NYC93LA181
NYC93LA181

On Tuesday, August 31, 1993, at 1330 eastern daylight time, a Beech BE-19, N24685, registered to K. R. Robinson, Inc., and piloted by Kendall A. Knox, sustained substantial damage during an attempted takeoff from the Lakes Regional Airport, Wolfboro, New Hampshire. The pilot and passenger were not injured. Visual meteorological conditions prevailed, and no flight plan was filed. The flight was being conducted under 14 CFR 91.

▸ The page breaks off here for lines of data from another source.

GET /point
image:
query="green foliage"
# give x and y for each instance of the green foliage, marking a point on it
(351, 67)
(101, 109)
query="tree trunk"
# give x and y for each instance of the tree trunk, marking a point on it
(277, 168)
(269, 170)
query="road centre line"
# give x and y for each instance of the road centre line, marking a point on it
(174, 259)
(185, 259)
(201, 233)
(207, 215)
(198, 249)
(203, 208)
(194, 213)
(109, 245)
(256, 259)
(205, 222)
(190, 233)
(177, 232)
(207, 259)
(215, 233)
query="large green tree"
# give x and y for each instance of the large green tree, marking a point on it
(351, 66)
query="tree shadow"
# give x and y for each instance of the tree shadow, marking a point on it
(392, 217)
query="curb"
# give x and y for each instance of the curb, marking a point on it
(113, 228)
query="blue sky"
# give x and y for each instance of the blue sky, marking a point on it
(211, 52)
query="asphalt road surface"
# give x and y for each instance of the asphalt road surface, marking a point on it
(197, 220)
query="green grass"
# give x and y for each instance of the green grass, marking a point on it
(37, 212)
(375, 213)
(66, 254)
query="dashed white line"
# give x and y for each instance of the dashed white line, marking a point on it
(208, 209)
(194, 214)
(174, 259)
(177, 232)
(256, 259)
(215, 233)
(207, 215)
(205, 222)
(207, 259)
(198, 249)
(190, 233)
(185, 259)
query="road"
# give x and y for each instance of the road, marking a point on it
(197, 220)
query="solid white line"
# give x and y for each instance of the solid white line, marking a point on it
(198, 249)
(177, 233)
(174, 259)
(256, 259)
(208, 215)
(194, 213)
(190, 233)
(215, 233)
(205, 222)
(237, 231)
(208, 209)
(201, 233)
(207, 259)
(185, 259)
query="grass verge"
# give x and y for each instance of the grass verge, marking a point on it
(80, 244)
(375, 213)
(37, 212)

The pilot initiated a takeoff on runway 30. In his report, the pilot stated:

The aircraft accelerated to 45 mph and the nose- wheel came off the runway. The A/C continued to accelerate to 60 mph and the main gear came off the runway. The elevator was relaxed slightly in an attempt to accelerate in ground effect and avoid an imminent stall...however the aircraft settled back down onto the runway. The airspeed was between 55-60 mph and the A/C came off the runway again, but only briefly and again settled down failing to climb. At this point the A/C left the paved runway...through...piles of dirt...

Mr. Thomas C. Schultz, Aviation Safety Inspector for the Federal Aviation Administration (Airworthiness), conducted an examination of the wreckage and an interview with the pilot. In his report, Mr. Schultz stated:

The pilot stated that the run-up and power check were normal. When he attempted to take off...he lifted the nose at 45 MPH The aircraft lifted then settled back to the runway. He lowered the nose and accelerated to about 60 MPH, and lifted the nose again and the aircraft lifted then settled back again. ...the aircraft departed the end of the runway, hit some piles of dirt.

His report continued:

When asked if the nose high attitude was higher than usual he said YES. When asked if the aircraft just mushed forward down and off the end of the runway, he again said YES...

Mr. Schultz's report also stated:

On [October 1, 1993] an engine run was accomplished on the above engine while still attached to the fuselage....The engine was started with no difficulty.. ..No malfunction was found that could have caused the accident.

The pilot reported that his total flight time within the 90 days prior to the accident was 1.5 hours.